No, that's not "an area of smoke rising in the air" we're talking about. This is a huge volume of extra air. We would normally call this blast . . . where the hell is it? We're talking about a sudden presence of an area of gas the size of Leia * Leia * Leia in length and width and height, in addition to the existing air. I don't see it. Do you?
Fear not, the inflationists have wished it away!

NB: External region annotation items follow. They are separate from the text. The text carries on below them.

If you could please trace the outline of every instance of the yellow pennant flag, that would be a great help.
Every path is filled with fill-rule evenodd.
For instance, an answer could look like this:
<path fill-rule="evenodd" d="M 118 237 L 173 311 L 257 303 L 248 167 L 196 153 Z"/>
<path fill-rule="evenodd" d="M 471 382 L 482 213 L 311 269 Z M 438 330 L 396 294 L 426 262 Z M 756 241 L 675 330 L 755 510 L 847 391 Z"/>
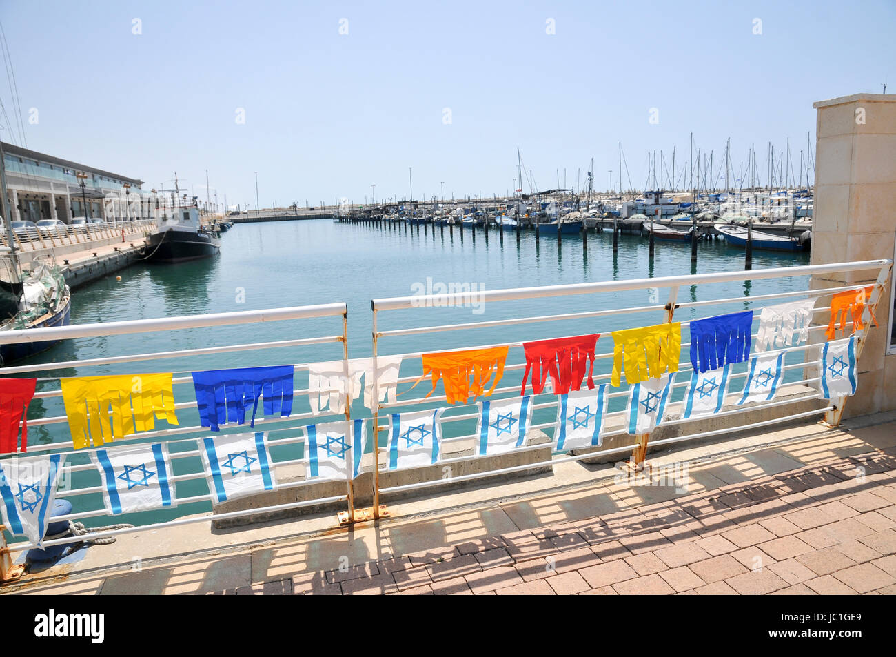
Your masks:
<path fill-rule="evenodd" d="M 618 386 L 622 369 L 634 385 L 660 376 L 667 368 L 678 371 L 681 354 L 681 322 L 613 332 L 613 374 L 610 384 Z"/>
<path fill-rule="evenodd" d="M 76 376 L 60 379 L 75 449 L 155 428 L 153 415 L 177 424 L 171 374 Z M 112 421 L 109 422 L 109 411 Z"/>

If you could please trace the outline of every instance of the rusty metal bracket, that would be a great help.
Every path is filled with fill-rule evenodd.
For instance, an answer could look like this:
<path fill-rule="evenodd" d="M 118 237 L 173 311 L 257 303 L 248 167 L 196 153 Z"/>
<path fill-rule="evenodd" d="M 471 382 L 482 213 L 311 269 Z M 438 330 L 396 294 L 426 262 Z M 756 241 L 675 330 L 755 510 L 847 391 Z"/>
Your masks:
<path fill-rule="evenodd" d="M 389 509 L 386 508 L 384 504 L 381 504 L 379 515 L 376 517 L 388 518 L 389 515 Z M 367 521 L 375 520 L 373 506 L 367 506 L 363 509 L 355 509 L 354 517 L 349 516 L 348 511 L 340 511 L 336 516 L 339 518 L 340 526 L 353 524 L 355 523 L 366 523 Z"/>
<path fill-rule="evenodd" d="M 3 535 L 6 528 L 0 524 L 0 584 L 8 584 L 18 582 L 25 573 L 25 565 L 15 566 L 13 558 L 10 556 L 9 548 L 6 547 L 6 539 Z"/>

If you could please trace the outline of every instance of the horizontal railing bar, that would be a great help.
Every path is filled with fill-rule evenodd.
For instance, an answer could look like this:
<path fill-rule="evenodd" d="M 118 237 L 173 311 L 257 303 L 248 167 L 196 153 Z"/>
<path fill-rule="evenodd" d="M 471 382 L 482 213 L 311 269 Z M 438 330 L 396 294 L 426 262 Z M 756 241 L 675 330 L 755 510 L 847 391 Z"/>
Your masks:
<path fill-rule="evenodd" d="M 33 329 L 31 329 L 33 330 Z M 274 342 L 256 342 L 254 344 L 234 344 L 223 347 L 205 347 L 202 349 L 187 349 L 179 351 L 157 351 L 155 353 L 133 354 L 129 356 L 112 356 L 102 359 L 85 359 L 83 360 L 65 360 L 55 363 L 38 365 L 20 365 L 13 367 L 4 367 L 3 373 L 17 374 L 20 372 L 41 372 L 52 369 L 65 369 L 69 367 L 89 367 L 97 365 L 114 365 L 116 363 L 130 363 L 138 360 L 157 360 L 168 358 L 181 358 L 184 356 L 207 356 L 209 354 L 228 353 L 232 351 L 250 351 L 253 350 L 277 349 L 281 347 L 303 347 L 309 344 L 327 344 L 341 342 L 341 335 L 327 335 L 320 338 L 304 338 L 302 340 L 283 340 Z"/>
<path fill-rule="evenodd" d="M 457 302 L 514 301 L 546 297 L 627 291 L 632 290 L 644 290 L 646 288 L 669 288 L 746 280 L 759 281 L 771 278 L 792 278 L 795 276 L 811 276 L 822 273 L 858 272 L 868 269 L 881 269 L 890 264 L 892 264 L 892 262 L 889 260 L 866 260 L 855 263 L 835 263 L 832 264 L 810 264 L 798 267 L 775 267 L 750 271 L 631 279 L 627 281 L 573 283 L 571 285 L 546 285 L 533 288 L 481 290 L 475 293 L 454 292 L 451 294 L 431 294 L 416 297 L 395 297 L 392 298 L 373 299 L 370 303 L 375 312 L 413 307 L 444 307 L 445 306 L 460 305 Z"/>
<path fill-rule="evenodd" d="M 292 319 L 312 319 L 315 317 L 342 316 L 346 313 L 348 313 L 348 307 L 344 303 L 333 303 L 320 304 L 317 306 L 296 306 L 286 308 L 266 308 L 264 310 L 239 310 L 232 313 L 184 315 L 177 317 L 134 319 L 124 322 L 99 322 L 96 324 L 71 324 L 68 326 L 15 329 L 13 331 L 0 331 L 0 344 L 43 342 L 47 341 L 72 340 L 73 338 L 94 338 L 102 335 L 122 335 L 125 333 L 152 333 L 154 331 L 174 331 L 177 329 L 227 326 L 261 322 L 280 322 Z"/>

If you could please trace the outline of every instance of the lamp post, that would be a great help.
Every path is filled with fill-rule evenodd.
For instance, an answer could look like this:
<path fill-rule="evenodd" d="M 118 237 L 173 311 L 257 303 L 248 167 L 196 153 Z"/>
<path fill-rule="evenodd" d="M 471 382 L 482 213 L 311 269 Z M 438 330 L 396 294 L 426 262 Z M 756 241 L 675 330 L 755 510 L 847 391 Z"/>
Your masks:
<path fill-rule="evenodd" d="M 84 216 L 87 217 L 87 220 L 90 220 L 90 209 L 87 207 L 87 184 L 84 182 L 87 180 L 87 174 L 83 171 L 78 171 L 75 174 L 78 178 L 78 185 L 81 186 L 81 202 L 83 203 Z"/>

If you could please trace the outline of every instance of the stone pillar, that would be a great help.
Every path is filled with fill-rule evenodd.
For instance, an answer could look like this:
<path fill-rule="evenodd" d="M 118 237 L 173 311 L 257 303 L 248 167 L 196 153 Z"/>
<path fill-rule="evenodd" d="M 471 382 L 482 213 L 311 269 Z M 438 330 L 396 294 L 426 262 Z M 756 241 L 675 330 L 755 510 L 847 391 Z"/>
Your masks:
<path fill-rule="evenodd" d="M 896 95 L 861 93 L 814 103 L 818 110 L 812 264 L 893 258 L 896 245 Z M 813 289 L 871 284 L 876 273 L 813 277 Z M 844 417 L 896 409 L 896 350 L 887 329 L 892 279 L 859 360 L 858 389 Z M 830 297 L 822 301 L 829 305 Z M 822 303 L 819 302 L 819 305 Z M 816 313 L 818 323 L 826 323 Z M 823 340 L 823 337 L 818 336 Z M 887 393 L 887 391 L 890 393 Z"/>

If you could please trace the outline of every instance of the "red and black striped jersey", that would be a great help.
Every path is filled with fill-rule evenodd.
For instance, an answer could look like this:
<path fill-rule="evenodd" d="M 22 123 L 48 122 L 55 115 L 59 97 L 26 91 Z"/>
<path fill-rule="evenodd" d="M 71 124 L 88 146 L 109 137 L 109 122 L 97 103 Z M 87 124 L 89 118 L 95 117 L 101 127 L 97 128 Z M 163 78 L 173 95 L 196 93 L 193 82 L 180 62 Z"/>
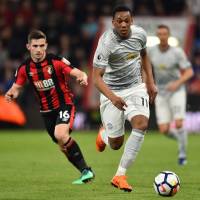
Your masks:
<path fill-rule="evenodd" d="M 16 84 L 23 86 L 28 79 L 33 85 L 40 101 L 41 112 L 55 110 L 64 104 L 73 104 L 73 94 L 68 86 L 73 67 L 61 59 L 47 54 L 43 61 L 35 63 L 29 58 L 16 71 Z"/>

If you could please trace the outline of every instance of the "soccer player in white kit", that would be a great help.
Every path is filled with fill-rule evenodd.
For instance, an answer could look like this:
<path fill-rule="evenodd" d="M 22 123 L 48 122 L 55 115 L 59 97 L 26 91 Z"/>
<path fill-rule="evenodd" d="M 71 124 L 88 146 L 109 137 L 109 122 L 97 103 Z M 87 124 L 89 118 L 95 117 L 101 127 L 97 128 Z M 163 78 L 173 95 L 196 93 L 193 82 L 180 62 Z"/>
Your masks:
<path fill-rule="evenodd" d="M 148 127 L 149 100 L 157 94 L 152 68 L 146 53 L 146 33 L 133 24 L 131 10 L 117 6 L 113 10 L 113 29 L 106 30 L 99 39 L 93 60 L 93 79 L 101 92 L 100 129 L 96 148 L 105 146 L 117 150 L 124 142 L 124 123 L 128 120 L 132 131 L 111 184 L 121 190 L 132 191 L 126 170 L 134 162 Z M 143 82 L 142 72 L 145 74 Z"/>
<path fill-rule="evenodd" d="M 185 165 L 187 132 L 183 126 L 186 114 L 186 89 L 184 83 L 193 75 L 191 63 L 180 47 L 168 44 L 169 27 L 159 25 L 160 44 L 148 49 L 158 87 L 155 99 L 156 118 L 161 133 L 176 138 L 179 146 L 178 163 Z M 170 123 L 175 122 L 175 129 Z"/>

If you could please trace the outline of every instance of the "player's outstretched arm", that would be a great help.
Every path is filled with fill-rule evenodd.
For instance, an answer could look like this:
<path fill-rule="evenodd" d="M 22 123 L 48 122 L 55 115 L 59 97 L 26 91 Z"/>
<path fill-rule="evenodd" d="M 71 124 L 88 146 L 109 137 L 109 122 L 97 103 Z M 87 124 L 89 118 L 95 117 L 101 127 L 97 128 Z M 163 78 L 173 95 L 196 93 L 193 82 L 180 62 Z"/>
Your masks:
<path fill-rule="evenodd" d="M 126 102 L 121 97 L 116 96 L 103 81 L 102 76 L 104 74 L 104 71 L 104 69 L 96 67 L 94 67 L 93 69 L 93 81 L 96 88 L 108 99 L 110 99 L 112 104 L 116 106 L 119 110 L 125 110 L 125 107 L 127 107 Z"/>
<path fill-rule="evenodd" d="M 149 61 L 146 49 L 143 49 L 143 51 L 141 52 L 141 58 L 142 58 L 142 68 L 143 68 L 142 70 L 144 76 L 143 78 L 147 86 L 150 103 L 153 103 L 157 95 L 157 87 L 155 85 L 152 66 Z"/>
<path fill-rule="evenodd" d="M 5 94 L 6 101 L 10 102 L 16 99 L 22 91 L 22 88 L 23 86 L 13 83 L 12 87 Z"/>
<path fill-rule="evenodd" d="M 85 72 L 77 68 L 73 68 L 70 72 L 70 75 L 75 77 L 76 80 L 80 83 L 80 85 L 88 85 L 88 76 Z"/>

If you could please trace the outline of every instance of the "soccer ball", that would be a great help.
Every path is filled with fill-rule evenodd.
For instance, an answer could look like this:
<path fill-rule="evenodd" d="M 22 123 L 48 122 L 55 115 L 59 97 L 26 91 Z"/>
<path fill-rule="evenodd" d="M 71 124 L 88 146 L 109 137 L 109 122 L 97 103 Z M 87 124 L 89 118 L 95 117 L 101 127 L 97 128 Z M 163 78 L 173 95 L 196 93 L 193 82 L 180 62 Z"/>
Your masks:
<path fill-rule="evenodd" d="M 180 180 L 174 172 L 162 171 L 155 177 L 153 186 L 160 196 L 173 196 L 180 189 Z"/>

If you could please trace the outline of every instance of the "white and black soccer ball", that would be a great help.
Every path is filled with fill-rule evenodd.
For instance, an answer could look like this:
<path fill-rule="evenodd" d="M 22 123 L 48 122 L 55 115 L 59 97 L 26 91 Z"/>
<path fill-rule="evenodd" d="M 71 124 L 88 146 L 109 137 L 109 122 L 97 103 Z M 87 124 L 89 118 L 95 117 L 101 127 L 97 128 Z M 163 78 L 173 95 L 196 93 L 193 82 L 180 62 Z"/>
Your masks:
<path fill-rule="evenodd" d="M 180 179 L 172 171 L 162 171 L 155 177 L 153 186 L 160 196 L 174 196 L 180 189 Z"/>

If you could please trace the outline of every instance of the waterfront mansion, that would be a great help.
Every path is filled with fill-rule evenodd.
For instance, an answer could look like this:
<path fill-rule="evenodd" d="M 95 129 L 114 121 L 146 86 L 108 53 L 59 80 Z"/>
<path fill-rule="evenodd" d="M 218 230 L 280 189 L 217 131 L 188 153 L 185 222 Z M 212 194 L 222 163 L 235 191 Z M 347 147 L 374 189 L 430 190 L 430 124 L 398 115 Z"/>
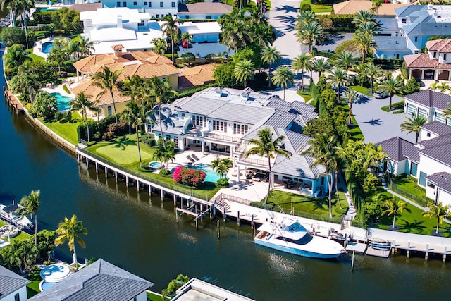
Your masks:
<path fill-rule="evenodd" d="M 318 116 L 314 109 L 301 102 L 285 102 L 250 88 L 210 87 L 162 106 L 161 121 L 154 114 L 152 118 L 156 123 L 149 123 L 147 128 L 156 139 L 163 136 L 174 141 L 180 149 L 197 148 L 204 152 L 230 155 L 239 173 L 245 174 L 250 168 L 273 177 L 271 183 L 284 183 L 288 188 L 314 195 L 319 190 L 327 190 L 327 181 L 323 177 L 324 168 L 309 167 L 314 159 L 300 154 L 311 139 L 302 134 L 302 128 Z M 290 158 L 276 155 L 271 159 L 271 176 L 267 174 L 267 158 L 245 157 L 249 149 L 248 141 L 257 138 L 259 130 L 266 127 L 273 132 L 273 140 L 284 136 L 280 147 L 292 154 Z"/>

It all flies down the chute, silly-billy, even though we can just watch some of the smoke go lazily down the chute and it isn't thousands of liters worth.
There's also the fact that the top parts of the grate wobble when Han jumps through, which I would go so far as to say is a decidedly-un-wrist-thick-cast-iron thing to do.
I guess his foot must be made of neutronium.
Anyway, the way I figure, at best this thick grate was made of carbon, if we're gonna play the "black and common" game. But really, I don't even think that's a logical necessity. I'm perfectly content with it being any old thing . . . after all, it isn't like it really vaporized. The bar fragments are clearly seen on a trajectory down the chute.
So, inflationists, make it whatever you like . . . I'm fond of hydrofoamed permacrete myself . . . just don't try to wank it anymore. Much as I enjoy a good debate where I hold all the cards, I'd really love to not have to finish the big-ass page right now. It does, after all, take time to do things properly, as someday I hope you guys find out.